For those who didn’t read between the lines a few months ago, when I questioned whether I’d continue appearing in every issue, let me say, plainly, that I won’t. My writing will appear, but irregularly — at least for a while.
Involved as I am in The Sun — in the selection of what we print, in the editing and in the layout, in the numerous decisions that shape the magazine — it’s impossible, I suppose, for me not to be in an issue, even if my own words don’t appear. Yet, within this family of voices, I’ve always been at the head of the table, my presence expected, familiar.
I’ve wanted to be there not just by virtue of being the editor but because I had something to say — something that might join us for a moment in that miraculous way words can. The sorrows and joys I write about are uniquely mine and — if I write well — yours, too. In sitting down at the typewriter, in parting the veil of my seeming separateness, I’m reminded I’m not alone; perhaps you’re reminded of that as well.

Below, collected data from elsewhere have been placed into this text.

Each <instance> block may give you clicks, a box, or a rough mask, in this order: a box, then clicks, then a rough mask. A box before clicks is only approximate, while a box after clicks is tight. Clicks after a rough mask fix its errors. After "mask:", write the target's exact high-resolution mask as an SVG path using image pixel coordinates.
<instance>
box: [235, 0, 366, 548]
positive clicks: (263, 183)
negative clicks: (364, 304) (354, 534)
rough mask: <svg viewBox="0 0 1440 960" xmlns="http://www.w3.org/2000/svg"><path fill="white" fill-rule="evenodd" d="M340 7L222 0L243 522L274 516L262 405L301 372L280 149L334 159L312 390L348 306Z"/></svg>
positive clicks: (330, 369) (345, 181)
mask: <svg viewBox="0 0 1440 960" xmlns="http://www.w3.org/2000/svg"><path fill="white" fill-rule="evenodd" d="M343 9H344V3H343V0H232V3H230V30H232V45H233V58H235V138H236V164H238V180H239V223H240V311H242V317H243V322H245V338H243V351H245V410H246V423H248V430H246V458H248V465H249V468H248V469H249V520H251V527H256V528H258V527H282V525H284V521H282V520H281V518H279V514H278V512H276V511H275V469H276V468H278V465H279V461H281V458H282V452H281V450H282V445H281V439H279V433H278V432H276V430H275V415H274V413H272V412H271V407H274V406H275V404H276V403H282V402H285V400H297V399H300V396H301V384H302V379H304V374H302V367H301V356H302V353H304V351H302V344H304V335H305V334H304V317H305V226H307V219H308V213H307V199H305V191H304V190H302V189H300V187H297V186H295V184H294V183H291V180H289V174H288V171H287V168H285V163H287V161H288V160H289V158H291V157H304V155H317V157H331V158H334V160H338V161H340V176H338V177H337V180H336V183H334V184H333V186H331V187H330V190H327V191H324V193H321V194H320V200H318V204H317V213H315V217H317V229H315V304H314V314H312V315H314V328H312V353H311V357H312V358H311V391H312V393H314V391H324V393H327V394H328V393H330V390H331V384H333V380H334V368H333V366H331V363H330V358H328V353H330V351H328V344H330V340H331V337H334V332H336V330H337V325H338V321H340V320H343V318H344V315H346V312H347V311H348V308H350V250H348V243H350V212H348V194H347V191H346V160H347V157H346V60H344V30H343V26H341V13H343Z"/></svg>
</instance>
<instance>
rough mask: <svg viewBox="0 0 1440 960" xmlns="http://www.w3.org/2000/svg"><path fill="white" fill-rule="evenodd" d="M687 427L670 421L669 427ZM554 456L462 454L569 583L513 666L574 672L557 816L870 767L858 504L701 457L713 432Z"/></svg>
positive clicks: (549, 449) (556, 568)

Yet writing for a monthly deadline no longer seems like the best way to satisfy that wish. I want my work to be more thoughtful, better crafted. I want to reach beyond the metaphors that have become too familiar to me, too easy — and thus sentimentalized and limiting. If this sounds vague, that’s because it is. Yet sometimes uncertainty itself beckons. I need to honor the summons, or risk being untrue to myself — which is hardly the message I want to bring.